A rather unexpected announcement by the Russian President, on 25 March 2020 made in an effort to tackle coronavirus issue in which Vladimir Putin mentioned the necessity for the current provisions relating to withholding taxation on dividends and interest be amended in Russia’s double tax treaties.
The Russian Ministry of Finance has sent an official request to the Ministry of Finance of Cyprus to modify the existing double taxation treaty (the “DTT”) between the two countries.
In his speech to the nation Mr. Putin sated that If the states to which the official requests is sent, refuse to negotiate the requested amendments to their respective double tax treaties, Russia reserves the right to terminate the DTT unilaterally.
Due to the continuous usage by multinational enterprises of the tax favorable jurisdictions in such a way that shifts profits from Russia, in Russian Federation itself such cause of action gives rise to unfair tax competition, negatively affecting good-faith taxpayer. To counteract such activity the following modifications have been proposed:
(i) Article 10. The withholding taxation rate on dividends is proposed to be increased to 15%. Currently, applicable rates vary from 5% to 10%, depending on fulfilment of investment criteria.
(ii) Article 11. of the DTT will be amended to introduce withholding taxation of outbound interest payments at a 15% rate.
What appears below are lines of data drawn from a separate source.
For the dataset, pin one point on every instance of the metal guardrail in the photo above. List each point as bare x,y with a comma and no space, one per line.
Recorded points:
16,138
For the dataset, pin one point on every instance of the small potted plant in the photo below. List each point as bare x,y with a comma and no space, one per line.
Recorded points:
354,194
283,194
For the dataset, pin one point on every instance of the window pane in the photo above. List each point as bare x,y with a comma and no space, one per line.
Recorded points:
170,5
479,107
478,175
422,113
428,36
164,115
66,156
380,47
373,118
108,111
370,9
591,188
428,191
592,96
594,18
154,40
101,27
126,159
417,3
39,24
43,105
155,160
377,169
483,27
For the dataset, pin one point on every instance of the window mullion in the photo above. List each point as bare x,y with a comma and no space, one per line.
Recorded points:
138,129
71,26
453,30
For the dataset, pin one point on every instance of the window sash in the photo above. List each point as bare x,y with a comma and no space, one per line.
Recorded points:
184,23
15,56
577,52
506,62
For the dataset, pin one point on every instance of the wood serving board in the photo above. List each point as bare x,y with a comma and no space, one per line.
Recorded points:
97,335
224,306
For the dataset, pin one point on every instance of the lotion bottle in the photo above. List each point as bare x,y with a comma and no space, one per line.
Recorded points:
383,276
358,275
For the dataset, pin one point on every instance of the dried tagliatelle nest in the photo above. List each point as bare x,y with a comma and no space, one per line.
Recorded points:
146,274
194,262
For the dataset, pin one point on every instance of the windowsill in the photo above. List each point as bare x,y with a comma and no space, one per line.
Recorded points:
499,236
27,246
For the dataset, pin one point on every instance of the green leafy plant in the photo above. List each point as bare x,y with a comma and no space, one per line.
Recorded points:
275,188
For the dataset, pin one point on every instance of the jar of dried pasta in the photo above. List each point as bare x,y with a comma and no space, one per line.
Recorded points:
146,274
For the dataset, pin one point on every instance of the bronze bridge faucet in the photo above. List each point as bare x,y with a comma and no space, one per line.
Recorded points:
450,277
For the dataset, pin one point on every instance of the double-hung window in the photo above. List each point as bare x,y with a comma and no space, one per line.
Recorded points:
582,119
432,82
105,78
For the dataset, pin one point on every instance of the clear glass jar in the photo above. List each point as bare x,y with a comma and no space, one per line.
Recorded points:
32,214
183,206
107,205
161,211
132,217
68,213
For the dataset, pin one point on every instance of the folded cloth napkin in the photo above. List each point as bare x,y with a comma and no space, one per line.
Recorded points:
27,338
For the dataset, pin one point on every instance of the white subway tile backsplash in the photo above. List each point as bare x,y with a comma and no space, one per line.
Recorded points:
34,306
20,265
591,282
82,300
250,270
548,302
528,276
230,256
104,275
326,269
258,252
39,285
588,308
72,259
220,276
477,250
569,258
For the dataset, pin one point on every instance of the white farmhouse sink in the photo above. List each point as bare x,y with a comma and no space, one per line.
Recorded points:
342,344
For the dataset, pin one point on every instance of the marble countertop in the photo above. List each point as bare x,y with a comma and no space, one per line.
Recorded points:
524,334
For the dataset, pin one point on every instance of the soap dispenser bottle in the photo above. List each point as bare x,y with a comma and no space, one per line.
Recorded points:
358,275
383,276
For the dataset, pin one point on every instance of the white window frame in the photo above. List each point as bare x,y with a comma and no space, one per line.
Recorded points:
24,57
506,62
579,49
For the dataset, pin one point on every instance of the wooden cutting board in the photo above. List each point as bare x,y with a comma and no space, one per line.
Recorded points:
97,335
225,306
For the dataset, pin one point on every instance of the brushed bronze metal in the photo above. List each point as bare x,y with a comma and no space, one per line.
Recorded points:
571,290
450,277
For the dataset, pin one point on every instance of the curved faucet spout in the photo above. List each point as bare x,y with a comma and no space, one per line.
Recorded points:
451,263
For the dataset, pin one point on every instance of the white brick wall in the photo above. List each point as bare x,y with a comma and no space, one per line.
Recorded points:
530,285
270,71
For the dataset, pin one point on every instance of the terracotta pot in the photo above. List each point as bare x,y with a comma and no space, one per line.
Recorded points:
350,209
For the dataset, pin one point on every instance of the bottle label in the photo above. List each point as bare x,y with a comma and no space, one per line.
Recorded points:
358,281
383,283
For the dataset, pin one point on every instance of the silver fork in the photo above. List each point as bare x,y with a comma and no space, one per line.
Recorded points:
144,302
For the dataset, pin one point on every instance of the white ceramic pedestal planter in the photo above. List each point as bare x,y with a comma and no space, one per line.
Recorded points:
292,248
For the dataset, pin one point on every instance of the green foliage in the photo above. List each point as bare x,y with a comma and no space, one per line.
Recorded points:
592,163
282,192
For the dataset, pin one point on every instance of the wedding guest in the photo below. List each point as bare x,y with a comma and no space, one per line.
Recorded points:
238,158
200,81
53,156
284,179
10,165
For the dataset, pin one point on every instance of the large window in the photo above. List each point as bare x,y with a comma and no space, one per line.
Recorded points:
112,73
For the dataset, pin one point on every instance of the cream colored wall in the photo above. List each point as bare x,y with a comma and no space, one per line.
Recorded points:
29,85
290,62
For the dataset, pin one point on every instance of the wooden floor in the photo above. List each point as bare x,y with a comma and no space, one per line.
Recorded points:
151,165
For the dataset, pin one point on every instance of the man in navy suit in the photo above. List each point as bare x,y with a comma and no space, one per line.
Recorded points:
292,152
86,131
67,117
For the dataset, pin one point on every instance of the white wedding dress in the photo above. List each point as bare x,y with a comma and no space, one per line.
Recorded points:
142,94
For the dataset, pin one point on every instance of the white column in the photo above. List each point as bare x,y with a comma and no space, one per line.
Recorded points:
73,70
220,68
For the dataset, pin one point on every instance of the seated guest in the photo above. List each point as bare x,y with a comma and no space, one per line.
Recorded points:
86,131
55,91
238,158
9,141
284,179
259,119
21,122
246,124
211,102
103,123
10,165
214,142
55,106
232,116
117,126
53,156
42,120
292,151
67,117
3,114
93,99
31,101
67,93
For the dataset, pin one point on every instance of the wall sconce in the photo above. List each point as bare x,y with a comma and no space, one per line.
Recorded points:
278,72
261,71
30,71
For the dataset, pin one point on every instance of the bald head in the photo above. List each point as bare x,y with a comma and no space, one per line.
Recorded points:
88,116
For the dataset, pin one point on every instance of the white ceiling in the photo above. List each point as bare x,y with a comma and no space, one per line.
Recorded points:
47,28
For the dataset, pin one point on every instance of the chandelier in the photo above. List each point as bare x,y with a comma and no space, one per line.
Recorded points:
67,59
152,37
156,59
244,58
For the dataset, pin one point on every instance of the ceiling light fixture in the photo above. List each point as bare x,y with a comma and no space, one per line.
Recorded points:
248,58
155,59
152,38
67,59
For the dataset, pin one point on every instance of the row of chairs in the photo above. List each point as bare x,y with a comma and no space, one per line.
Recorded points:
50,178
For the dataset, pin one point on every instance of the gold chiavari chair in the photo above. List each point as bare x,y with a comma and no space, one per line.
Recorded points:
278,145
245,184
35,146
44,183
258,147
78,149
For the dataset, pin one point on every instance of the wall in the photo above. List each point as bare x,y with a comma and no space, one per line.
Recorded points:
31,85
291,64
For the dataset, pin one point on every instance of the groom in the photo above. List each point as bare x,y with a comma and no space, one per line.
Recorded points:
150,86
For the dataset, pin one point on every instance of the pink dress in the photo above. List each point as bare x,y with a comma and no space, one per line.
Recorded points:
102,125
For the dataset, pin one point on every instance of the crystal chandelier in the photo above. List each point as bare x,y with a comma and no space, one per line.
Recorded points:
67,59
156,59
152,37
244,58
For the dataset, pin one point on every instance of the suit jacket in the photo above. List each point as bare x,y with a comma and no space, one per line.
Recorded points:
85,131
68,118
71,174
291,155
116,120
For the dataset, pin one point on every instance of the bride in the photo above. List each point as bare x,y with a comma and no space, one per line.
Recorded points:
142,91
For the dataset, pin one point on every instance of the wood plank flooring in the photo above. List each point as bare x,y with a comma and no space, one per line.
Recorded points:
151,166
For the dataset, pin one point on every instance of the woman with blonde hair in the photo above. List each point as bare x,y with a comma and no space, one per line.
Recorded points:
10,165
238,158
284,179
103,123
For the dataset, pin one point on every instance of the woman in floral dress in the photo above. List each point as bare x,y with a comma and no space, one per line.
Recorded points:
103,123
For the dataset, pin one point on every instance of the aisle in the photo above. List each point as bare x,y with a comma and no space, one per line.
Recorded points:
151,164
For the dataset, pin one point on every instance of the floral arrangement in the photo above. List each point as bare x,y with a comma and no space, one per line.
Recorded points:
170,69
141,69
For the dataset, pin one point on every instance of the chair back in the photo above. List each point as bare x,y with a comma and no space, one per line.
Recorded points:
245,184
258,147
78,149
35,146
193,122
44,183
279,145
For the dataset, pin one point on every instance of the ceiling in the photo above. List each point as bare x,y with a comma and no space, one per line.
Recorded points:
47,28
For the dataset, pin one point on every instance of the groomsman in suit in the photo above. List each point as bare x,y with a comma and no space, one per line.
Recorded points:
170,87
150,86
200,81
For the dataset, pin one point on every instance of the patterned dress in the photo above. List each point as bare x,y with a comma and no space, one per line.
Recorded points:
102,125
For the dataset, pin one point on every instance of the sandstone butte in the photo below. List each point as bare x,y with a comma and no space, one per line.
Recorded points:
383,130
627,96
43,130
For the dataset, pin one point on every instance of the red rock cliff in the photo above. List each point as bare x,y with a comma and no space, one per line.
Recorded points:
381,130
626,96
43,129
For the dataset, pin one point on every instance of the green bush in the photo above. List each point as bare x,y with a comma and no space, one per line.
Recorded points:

Currently, such cross-border interest payments are exempt from withholding taxation under the DTT.
If the requested amendments are introduced to the DTT, it may be reasonable to expect that newly increased withholding tax rates will not only apply to direct payments made to Cypriot entities, but also indirect ones made through other jurisdictions, provided that the ultimate beneficial owner of such income is located in Cyprus (based on recent court practice on beneficial ownership issues).
It is expected that Cyprus strictures which have in their corporate chain Netherlands, Switzerland and/or Luxembourg (there may be others) will need to reconsider existing corporate structures, in particular to remove such intermediary layers lacking real economic substance, if the requested amendments are introduced or unilaterally revoked in relation to abovementioned jurisdictions.
If the amendments to the DTT are accepted, they shall enter into force one year after acceptance.